In the meantime, please have a look at answers to three of your most pressing post-pandemic DTC questions, and thank you as always for reading.

Stay safe, and naturally be in touch with any ideas or feedback —

Cathy

Q&A from the Webinar on Post-Pandemic Planning for DTC

How are you cataloging risk? What variables go into a high or very high risk for leaving vs. low? Is it solely previous purchase history?

To catalogue risk, we create cohorts and analyze their behavior. By “cohort” we mean a group of people with similarities, such as females in a particular wine club who have been members for a certain number of months. This is the “pre-marketing” segmentation that lays the groundwork (and adds real-life teeth) to the kind of personas that Adrienne Stillman from WineDirect referenced in the webinar, in terms of targeted marketing outreach and creative communications.

The next step is to ask, what is the likelihood of that cohort leaving the club at this period of time? Every cohort has a risk profile, that our algorithms define based on variables (churn rate being one of them) on a month-by-month basis.

What are the metrics we should be looking at to recognize at-risk customers?

See response above regarding cohorts. An additional variable worth considering is personal purchase history.

This gets “in the weeds” from a technical perspective. The algorithms we’ve developed are beyond the capabilities of Excel and are in the realm of artificial intelligence, but let me share an example.
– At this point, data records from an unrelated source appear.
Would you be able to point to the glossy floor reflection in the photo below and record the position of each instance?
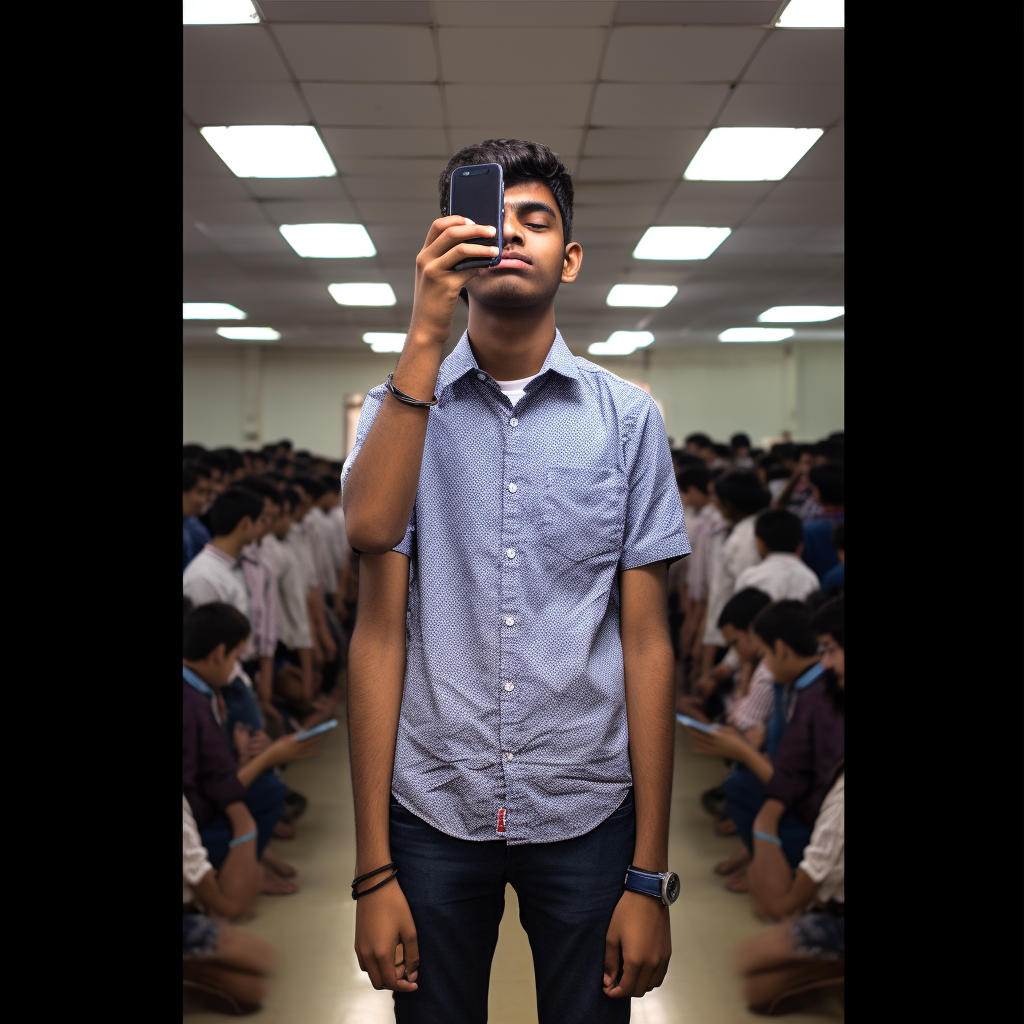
(320, 982)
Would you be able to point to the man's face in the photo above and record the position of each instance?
(536, 259)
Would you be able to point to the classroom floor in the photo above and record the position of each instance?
(320, 982)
When a customer's purchase history aligns very closely with the more general cohort's purchasing history, we find that those customers are at greater risk. When customers deviate from the cohort and purchase outside the wine club (through telemarketing and website channels, for example), we find that those customers are at less risk.
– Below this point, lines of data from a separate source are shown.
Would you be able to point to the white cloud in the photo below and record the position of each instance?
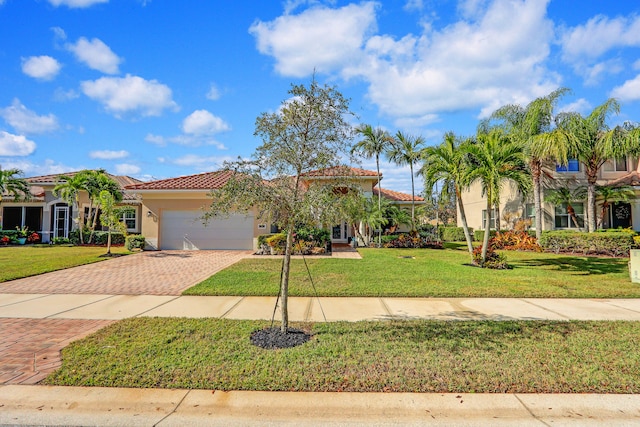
(41, 67)
(214, 92)
(202, 122)
(15, 145)
(599, 35)
(130, 94)
(318, 38)
(628, 91)
(108, 154)
(73, 4)
(26, 121)
(96, 55)
(202, 163)
(49, 167)
(581, 106)
(127, 169)
(494, 57)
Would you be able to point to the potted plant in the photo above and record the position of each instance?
(23, 233)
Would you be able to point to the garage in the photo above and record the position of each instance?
(183, 230)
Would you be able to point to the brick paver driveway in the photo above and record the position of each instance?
(145, 273)
(30, 348)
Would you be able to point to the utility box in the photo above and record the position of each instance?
(634, 265)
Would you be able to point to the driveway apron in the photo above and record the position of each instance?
(145, 273)
(30, 348)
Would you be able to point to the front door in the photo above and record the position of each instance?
(61, 222)
(620, 215)
(339, 233)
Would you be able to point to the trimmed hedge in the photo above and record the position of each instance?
(134, 241)
(454, 234)
(616, 243)
(478, 235)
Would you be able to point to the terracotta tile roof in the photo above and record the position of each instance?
(343, 171)
(203, 181)
(396, 196)
(122, 181)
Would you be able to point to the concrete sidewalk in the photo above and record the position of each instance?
(115, 307)
(72, 406)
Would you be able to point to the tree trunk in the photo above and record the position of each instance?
(537, 198)
(379, 199)
(487, 229)
(463, 219)
(413, 201)
(284, 285)
(591, 206)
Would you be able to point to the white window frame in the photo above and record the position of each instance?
(494, 213)
(570, 224)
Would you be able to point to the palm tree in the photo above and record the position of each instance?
(528, 126)
(592, 142)
(68, 187)
(496, 159)
(405, 150)
(12, 184)
(447, 163)
(374, 143)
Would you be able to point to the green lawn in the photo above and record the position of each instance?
(29, 260)
(430, 273)
(397, 356)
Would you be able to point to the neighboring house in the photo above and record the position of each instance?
(172, 210)
(51, 216)
(513, 206)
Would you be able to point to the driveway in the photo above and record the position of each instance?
(30, 348)
(145, 273)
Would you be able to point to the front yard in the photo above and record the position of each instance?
(430, 273)
(23, 261)
(389, 356)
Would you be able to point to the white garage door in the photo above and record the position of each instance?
(183, 230)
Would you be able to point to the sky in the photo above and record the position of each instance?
(158, 89)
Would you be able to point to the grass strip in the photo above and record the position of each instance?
(430, 273)
(389, 356)
(24, 261)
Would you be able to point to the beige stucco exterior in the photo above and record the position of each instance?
(513, 205)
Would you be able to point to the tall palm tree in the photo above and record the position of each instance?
(12, 184)
(529, 126)
(496, 159)
(405, 150)
(593, 142)
(68, 187)
(374, 143)
(447, 163)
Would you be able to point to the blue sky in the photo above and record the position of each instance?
(156, 89)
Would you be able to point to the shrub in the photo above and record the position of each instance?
(134, 241)
(515, 241)
(405, 240)
(478, 235)
(453, 234)
(493, 260)
(606, 242)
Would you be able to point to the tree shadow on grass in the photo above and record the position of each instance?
(580, 265)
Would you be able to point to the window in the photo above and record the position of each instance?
(615, 165)
(572, 166)
(530, 213)
(129, 218)
(492, 219)
(563, 218)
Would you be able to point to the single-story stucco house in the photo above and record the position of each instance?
(168, 211)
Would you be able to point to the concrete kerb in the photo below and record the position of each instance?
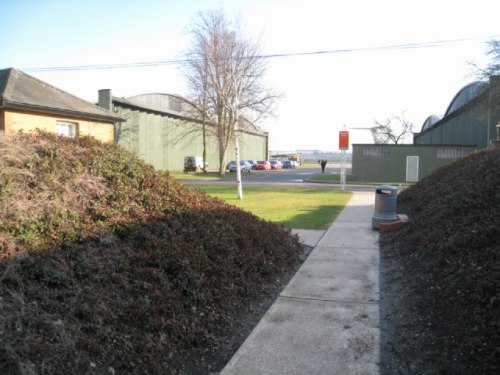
(326, 320)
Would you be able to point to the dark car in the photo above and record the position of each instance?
(253, 163)
(245, 166)
(263, 165)
(276, 165)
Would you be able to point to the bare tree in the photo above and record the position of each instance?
(493, 67)
(225, 75)
(393, 130)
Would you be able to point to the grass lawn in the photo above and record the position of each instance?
(329, 178)
(299, 208)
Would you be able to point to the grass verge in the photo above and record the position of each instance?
(300, 208)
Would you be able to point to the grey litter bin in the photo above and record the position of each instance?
(386, 197)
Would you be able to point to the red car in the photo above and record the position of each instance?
(263, 165)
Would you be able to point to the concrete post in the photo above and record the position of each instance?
(105, 100)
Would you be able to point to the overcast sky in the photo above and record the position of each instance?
(357, 81)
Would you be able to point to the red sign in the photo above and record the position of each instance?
(343, 140)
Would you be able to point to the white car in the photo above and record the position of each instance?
(245, 166)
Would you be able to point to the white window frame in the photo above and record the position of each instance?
(66, 128)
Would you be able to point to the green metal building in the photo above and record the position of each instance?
(162, 129)
(471, 118)
(471, 122)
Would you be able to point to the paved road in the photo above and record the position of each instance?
(286, 178)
Great info, but building unique profiles and sorting by bad data, segmenting by generation or gender etc. seems to be dependent on extensive manual database entry (at least for us as our reports are unable to automatically pull those fields). Any thoughts on to streamlining the process?

You might be surprised at how much we can do with relatively limited fields of data. Birthdate, for example, is critical in order to identify generational differences. We use first name to determine gender with a high mathematical probability. A third example is contact information like email or phone, and also the zip code or street address where you ship the order.

These three pieces of data (birthdate, first name and zip code) are the basis of Enolytics Lite, which we created as an “emergency kit” during COVID-19. You can also see it as “streamlined” analysis of data that you are very likely to already have.

Birthdate, first name and zip code are the three most essential pieces of information you want to be sure are in your database, because that enables segmentation by generation, gender and geography. Email address and phone number are also very important in order to enable targeted campaigns via email (which drives traffic to your website) or telemarketing.